Yüzüstü kalan haremağaları!
Nazım Hikmet’in “Memleketimden İnsan Manzaraları” bir meşhurlar ansiklopedisi değildir. Hepsi “ateşi ve ihaneti” görmüş, daha çok “kainatın ortasında, yapayalnız, kundurasız ve gömleksiz” kalan sıradan insanların macerası vardır bu muazzam eserde.
Okurken her mısraı bir kamçı gibi şaklar yüzümüze…
Mesela durup dururken şöyle bir şey çıkar karşımıza:
“Böyle ikindi vakti Göztepe istasyonunda çıt olmaz.
Ve ekser zaman oturur hep aynı sırada tek başına bir haremağası.
Çok uzun boylu.
Çok zayıf.
Son kalanlardan.
En ihtiyarı.
Geçti çığlıklarla 15.45 katarı”
Bu şiiri okumadan önce “haremağalarına” dair hiçbir bilgi yoktu dağarcığımda.
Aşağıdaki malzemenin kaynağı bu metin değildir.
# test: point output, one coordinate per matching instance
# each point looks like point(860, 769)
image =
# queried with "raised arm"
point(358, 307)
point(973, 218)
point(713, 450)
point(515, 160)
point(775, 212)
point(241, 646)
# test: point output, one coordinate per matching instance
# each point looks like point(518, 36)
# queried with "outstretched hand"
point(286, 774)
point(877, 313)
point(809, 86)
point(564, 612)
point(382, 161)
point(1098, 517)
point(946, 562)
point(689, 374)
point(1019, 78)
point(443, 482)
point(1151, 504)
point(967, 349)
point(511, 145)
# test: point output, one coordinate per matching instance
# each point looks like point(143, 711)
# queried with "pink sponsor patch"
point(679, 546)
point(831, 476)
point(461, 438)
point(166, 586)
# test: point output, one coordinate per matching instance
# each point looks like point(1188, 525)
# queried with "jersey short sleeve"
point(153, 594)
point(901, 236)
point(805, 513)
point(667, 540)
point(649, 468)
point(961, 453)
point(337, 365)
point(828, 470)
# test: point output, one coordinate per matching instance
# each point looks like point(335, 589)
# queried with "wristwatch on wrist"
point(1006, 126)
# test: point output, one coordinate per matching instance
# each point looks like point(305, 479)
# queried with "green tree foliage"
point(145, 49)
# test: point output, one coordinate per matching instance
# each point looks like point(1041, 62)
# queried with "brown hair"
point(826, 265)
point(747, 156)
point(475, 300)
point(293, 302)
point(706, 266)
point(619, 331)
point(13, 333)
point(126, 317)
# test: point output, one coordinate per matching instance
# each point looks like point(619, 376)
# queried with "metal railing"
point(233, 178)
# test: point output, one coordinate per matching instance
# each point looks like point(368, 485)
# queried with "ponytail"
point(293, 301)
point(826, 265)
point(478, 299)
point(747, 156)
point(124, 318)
Ne saraydaki hallerini ne de saltanatın kaldırılmasından sonra akıbetleri üzerine düşünmüştüm o güne dek.
Hiç düşünmediğim yüzlerce ayrıntının Nazım Hikmet’in destanında karşıma çıkmasından sonra ete kemiğe bürünmesi gibi haremağalarının bahsi de bu satırlardan sonra bir hikayeye dönüştü muhayyilemde.
“Son harem ağası” kimdi, ne işi vardı “aynı sırada tek başına” Göztepe İstasyonu’nda?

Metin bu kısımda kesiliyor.